Top 6 Financial Mistakes Teens Should Avoid

High school life is full of choices and changes. Students trying to figure out where they want to go to college, joining extracurricular clubs, and just life overall. With everything going on, it’s easy to overlook any thought to finances as majority of the high school students are limited to allowances or income from a part time job. However, this article will help you plan financially well for the future.

As we all know, the financial choices we make can affect our adult life, and so it becomes even more important to learn and be aware of some smart financial planning tips.

1. Learn the basics of Budgeting: What is a budget and why to be need to stick to it? A budget is an estimate of income and expenses for a set of time. Sticking to a budget is a crucial part of financial planning and well-being. It allows us to take control of our money to reach our financial goals.

2. Look out for Scholarships: Students should not hesitate to search for scholarship opportunities. This is a great financial move that can help save thousands of dollars over the course of your college career.

3. Set small term Financial Goals: Students must learn to set small and achievable financial goals. This inculcates good money habits which in the long run helps us succeed.

4. Start Savings account: High schoolers need to have a savings account they can turn to. This can help build a stash of money which will not be the case if one relies on a line of credit cause that can lead to monthly expenses for repayment.

5. Understanding Debt: Understanding how debt works is important to help one make smart money choices. Bad debt includes high interest credit cards, new car loans, and student loans that have potential to be carried over for years. So, its crucial for the students to ensure that they build their financial foundation with good debts which have lower interest rates.
6 Right use of Credit cards: One should ensure that the credit card is being responsibly used and does not rack up a ton of bad debt. There are tools, like Award Wallet, Quicken Classic Premier etc to name a few which are available in the market which can assist in judiciously spending money. Award Wallet helps with tracking credit card rewards and points. Quicken Classic Premier allows us to manage and pay the bills in time, track spending and have a holistic view of financial accounts.
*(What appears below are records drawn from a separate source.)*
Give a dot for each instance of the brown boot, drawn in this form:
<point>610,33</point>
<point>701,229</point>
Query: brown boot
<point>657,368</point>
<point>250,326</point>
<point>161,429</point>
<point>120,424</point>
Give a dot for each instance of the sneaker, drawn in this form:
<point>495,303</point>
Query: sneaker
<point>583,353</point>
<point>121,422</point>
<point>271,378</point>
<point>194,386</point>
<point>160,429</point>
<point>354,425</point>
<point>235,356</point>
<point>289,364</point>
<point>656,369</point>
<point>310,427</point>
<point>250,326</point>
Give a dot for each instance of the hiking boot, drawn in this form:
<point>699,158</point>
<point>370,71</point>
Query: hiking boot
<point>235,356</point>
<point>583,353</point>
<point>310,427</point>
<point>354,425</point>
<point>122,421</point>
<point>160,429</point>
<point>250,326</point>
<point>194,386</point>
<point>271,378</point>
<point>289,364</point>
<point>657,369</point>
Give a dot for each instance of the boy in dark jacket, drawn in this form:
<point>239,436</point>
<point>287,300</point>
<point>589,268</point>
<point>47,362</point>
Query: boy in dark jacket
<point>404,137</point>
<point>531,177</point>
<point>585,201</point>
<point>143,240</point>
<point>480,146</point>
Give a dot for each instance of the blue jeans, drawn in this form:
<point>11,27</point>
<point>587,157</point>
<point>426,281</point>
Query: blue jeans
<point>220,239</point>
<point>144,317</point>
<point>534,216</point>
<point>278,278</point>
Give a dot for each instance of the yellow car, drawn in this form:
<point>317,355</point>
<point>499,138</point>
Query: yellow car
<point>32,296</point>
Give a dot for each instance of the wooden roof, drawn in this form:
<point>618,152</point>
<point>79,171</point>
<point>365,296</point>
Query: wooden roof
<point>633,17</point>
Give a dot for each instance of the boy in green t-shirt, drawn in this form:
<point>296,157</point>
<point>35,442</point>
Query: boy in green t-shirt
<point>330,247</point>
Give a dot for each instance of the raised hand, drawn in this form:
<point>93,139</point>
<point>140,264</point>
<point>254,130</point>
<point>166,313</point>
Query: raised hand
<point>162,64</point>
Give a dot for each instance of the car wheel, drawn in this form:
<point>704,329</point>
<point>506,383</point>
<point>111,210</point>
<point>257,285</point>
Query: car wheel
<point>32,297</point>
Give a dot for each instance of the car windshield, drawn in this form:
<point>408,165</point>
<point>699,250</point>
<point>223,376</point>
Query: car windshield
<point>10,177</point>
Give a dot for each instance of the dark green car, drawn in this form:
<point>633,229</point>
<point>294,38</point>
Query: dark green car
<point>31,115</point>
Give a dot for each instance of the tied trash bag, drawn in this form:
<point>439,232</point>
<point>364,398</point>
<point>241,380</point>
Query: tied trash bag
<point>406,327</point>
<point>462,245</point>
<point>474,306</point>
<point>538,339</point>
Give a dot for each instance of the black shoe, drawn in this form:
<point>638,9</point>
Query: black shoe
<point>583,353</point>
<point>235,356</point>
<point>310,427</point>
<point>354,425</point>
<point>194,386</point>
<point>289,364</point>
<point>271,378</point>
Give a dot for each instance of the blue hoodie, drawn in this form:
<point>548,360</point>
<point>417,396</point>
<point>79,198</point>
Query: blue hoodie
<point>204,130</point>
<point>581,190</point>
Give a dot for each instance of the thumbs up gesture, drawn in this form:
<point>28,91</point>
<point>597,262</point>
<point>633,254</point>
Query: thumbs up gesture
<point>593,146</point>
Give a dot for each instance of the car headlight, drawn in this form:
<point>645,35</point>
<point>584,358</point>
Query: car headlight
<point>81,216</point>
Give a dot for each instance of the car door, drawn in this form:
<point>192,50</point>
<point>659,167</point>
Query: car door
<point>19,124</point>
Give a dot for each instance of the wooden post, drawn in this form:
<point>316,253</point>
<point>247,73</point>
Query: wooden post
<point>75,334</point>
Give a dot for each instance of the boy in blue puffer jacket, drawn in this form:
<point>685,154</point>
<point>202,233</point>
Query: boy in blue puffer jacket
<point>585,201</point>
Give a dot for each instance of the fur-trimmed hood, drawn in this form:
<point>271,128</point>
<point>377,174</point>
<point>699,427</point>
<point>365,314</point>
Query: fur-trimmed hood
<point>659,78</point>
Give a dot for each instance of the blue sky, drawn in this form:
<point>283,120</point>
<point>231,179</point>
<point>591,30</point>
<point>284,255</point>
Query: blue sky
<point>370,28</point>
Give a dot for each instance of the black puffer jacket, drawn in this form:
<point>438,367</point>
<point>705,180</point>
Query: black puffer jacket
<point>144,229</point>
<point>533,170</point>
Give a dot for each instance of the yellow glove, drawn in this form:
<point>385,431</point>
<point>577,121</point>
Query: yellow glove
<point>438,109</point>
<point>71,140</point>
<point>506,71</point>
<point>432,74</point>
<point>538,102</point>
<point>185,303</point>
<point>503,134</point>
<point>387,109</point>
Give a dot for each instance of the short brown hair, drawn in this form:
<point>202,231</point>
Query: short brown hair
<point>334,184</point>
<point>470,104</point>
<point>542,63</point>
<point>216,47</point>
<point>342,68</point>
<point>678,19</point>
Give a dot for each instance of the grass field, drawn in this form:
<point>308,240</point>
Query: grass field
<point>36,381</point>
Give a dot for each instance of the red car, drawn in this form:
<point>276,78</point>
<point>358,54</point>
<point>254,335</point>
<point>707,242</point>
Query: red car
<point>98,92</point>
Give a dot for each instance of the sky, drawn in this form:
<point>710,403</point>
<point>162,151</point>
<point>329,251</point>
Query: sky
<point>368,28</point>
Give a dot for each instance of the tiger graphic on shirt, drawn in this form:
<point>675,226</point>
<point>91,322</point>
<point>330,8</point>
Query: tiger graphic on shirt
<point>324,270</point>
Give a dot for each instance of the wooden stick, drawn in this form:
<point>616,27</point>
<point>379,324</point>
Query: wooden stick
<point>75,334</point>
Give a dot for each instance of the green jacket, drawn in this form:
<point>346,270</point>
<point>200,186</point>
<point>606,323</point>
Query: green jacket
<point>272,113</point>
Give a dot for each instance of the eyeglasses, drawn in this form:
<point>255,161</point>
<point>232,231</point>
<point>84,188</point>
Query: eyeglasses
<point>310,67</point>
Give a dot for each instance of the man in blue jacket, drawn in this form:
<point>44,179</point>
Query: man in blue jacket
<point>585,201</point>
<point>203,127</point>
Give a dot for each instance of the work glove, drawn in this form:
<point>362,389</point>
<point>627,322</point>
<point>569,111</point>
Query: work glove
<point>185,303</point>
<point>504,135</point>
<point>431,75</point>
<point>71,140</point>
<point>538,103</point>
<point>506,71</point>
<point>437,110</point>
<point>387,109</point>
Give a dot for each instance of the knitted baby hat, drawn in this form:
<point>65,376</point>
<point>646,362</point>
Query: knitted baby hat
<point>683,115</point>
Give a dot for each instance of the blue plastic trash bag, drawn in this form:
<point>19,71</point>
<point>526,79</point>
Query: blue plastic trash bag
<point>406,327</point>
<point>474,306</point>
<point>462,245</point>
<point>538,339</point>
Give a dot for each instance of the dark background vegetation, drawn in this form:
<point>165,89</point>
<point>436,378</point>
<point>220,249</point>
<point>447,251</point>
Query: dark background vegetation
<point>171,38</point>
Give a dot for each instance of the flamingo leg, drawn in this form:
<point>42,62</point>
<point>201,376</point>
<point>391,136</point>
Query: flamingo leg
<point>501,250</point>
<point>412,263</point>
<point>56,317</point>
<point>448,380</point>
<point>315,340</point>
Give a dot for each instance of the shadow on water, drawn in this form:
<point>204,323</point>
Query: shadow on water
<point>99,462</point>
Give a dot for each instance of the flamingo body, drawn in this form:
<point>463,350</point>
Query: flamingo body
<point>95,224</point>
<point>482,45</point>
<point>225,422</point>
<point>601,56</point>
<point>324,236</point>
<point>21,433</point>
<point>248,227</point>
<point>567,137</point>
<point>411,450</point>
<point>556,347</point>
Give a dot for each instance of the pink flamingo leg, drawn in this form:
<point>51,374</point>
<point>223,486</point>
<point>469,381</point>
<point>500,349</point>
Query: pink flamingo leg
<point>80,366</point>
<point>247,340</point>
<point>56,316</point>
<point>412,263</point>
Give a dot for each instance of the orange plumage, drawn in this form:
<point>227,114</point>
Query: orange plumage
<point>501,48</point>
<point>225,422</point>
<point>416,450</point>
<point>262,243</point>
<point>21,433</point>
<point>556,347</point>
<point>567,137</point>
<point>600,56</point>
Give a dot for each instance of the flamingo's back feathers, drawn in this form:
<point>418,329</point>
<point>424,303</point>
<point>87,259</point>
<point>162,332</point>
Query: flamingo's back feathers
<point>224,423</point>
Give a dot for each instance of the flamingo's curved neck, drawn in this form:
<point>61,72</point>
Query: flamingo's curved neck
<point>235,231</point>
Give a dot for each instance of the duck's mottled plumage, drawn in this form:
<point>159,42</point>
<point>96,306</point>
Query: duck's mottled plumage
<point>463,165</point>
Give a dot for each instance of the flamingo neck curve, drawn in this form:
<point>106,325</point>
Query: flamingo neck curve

Additionally, for a comprehensive view of one’s finances, we can leverage apps like Mint, which is a free app that consolidates multiple accounts and tracks spending and helps monitor credit score.

6. Building Credit: The best way to build credit is to accumulate good debt and make timely payments so that one can increase the credit score. This proves your creditworthiness and allows lower interest rates on loans. There are many benefits of having a good credit score. Good credit score will eventually come handy in future when one decides to buy a house or take a personal loan.

Conclusion: It is much easier to prepare for a bright financial future when the student adopts healthy financial habits. Some savvy financial planning when on is young will go a long way in helping one reach financial goals as an adult.